Reading recommendations on risk management: 3 books to add to your August reading list

Checklists and reporting systems are key steps to reducing risk in all professions, including law enforcement


This is the eighth in a year-long series where I share my top risk management reading recommendations. These are the books I review regularly regarding the discipline of risk management and related issues. Each of these gives you hints on how to recognize, prioritize and mobilize solutions for the risks you face in your organization.

previously shared some tips for making notes and summarizing key points from the books I read, as well as some recommendations for other publications that will help you keep up with trends. Let me know what works for you and then check out my reading suggestions for August:

Blue Threat: To Err is Inhuman

By Tony Kern

Dr. Kern is one of the smartest people in America and anything he writes I will read it because he is a wonderful writer. This work is simply phenomenal – and he attacks my favorite topic – how to eliminate “error.” Most of the tragedies I have studied in so many different disciplines get down to good people who make honest mistakes. This can be fixed, and Dr. Kern gives some excellent ideas on how to do so. A must-read for all in the “risk” business.
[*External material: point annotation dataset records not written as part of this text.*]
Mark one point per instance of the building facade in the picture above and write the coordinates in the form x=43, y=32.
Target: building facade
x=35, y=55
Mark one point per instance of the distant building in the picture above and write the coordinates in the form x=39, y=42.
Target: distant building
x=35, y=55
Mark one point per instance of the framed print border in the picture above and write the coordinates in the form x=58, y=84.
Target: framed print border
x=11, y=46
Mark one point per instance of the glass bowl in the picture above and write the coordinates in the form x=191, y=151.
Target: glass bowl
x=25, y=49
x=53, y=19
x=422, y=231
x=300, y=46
The Checklist Manifesto: How to Get Things Right

By Atul Gawande

This is the first book I have read by this author, but I must get the rest of them. It is a brilliant piece on the importance of checklists and how they work. He uses real examples from his profession of medicine but gives concrete examples from the construction industry, aviation and law enforcement. Many of the “errors” we make could have been prevented if a checklist was in place and taken seriously.
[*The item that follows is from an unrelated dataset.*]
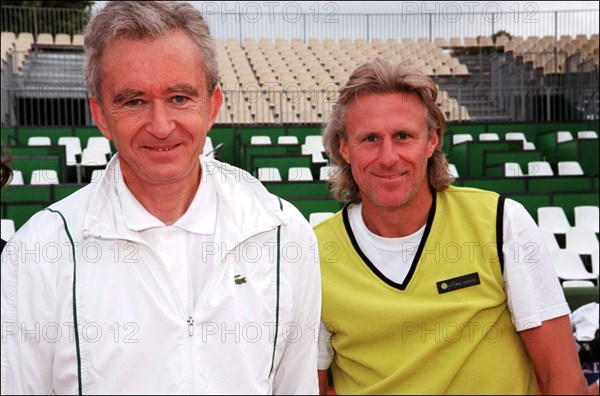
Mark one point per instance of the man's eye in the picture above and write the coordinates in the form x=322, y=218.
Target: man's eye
x=180, y=99
x=134, y=103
 Just Culture: Restoring Trust and Accountability in Your Organization

By Sidney Dekker

This work surrounds the importance of “reporting systems” and how they work and why they don’t work.  While the focus of the book is taking the “criminal prosecution” component out of the equation when someone makes a mistake at work, there is a lot of other valuable information about building a reporting system that works. This work was near and dear to my heart because of my involvement in FirefighterCloseCalls.com and while I do not agree with all his recommendations, I recommend the book for your consideration.